De analytische vorm van de input-outputtabellen geeft de zogenoemde gecumuleerde kostenstructuren van de bedrijfstakken weer. Hij geeft de rechtstreekse en onrechtstreekse toegevoegde waarde gecreëerd in alle bedrijfstakken, alsook de intermediaire invoer van alle bedrijfstakken die wordt op gang gebracht door de leveringen aan de finale vraag van één bepaalde bedrijfstak. Die onrechtstreekse gevolgen zijn het resultaat van een kettingproces van intermediaire leveringen die worden op gang gebracht door een oorspronkelijke finale vraag. De totale toegevoegde waarde die wordt voortgebracht door de leveringen aan de finale vraag van één bepaalde bedrijfstak, kan worden beschouwd als zijn zogenoemde analytische aandeel in het bbp.
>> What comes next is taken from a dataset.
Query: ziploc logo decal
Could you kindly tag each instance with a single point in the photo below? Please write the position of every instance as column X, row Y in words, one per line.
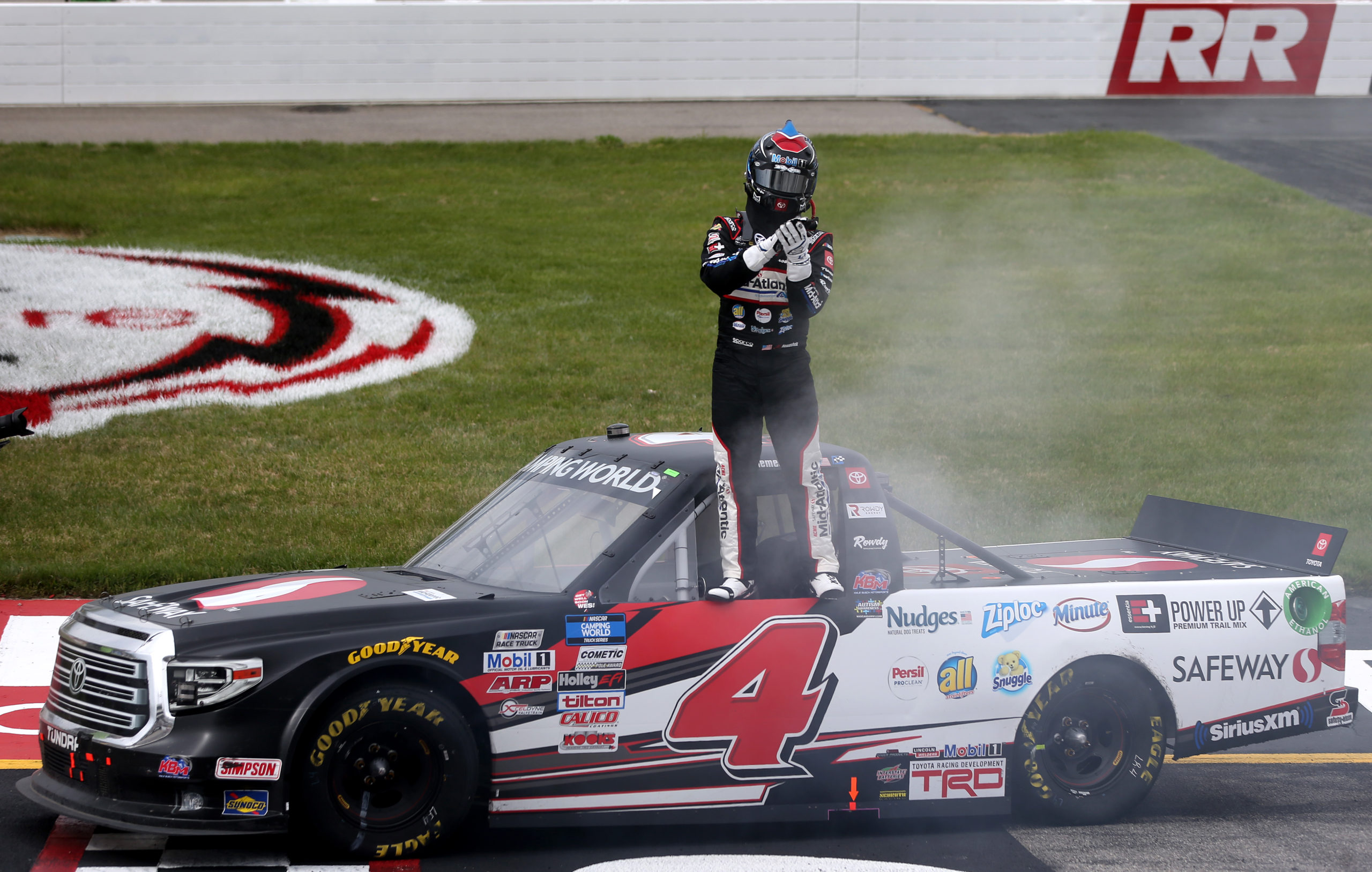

Vermits de tabellen van 1995 en 2000 allebei gebaseerd zijn op het esr 1995 stelsel van nationale rekeningen, kunnen ze gemakkelijker met elkaar worden vergeleken. Toch is er nog een aanzienlijk obstakel voor de vergelijking van beide tabellen: ze werden namelijk berekend tegen lopende prijzen (en niet tegen constante prijzen). Dat betekent dat prijseffecten niet onderscheiden kunnen worden van technologische of structurele veranderingen.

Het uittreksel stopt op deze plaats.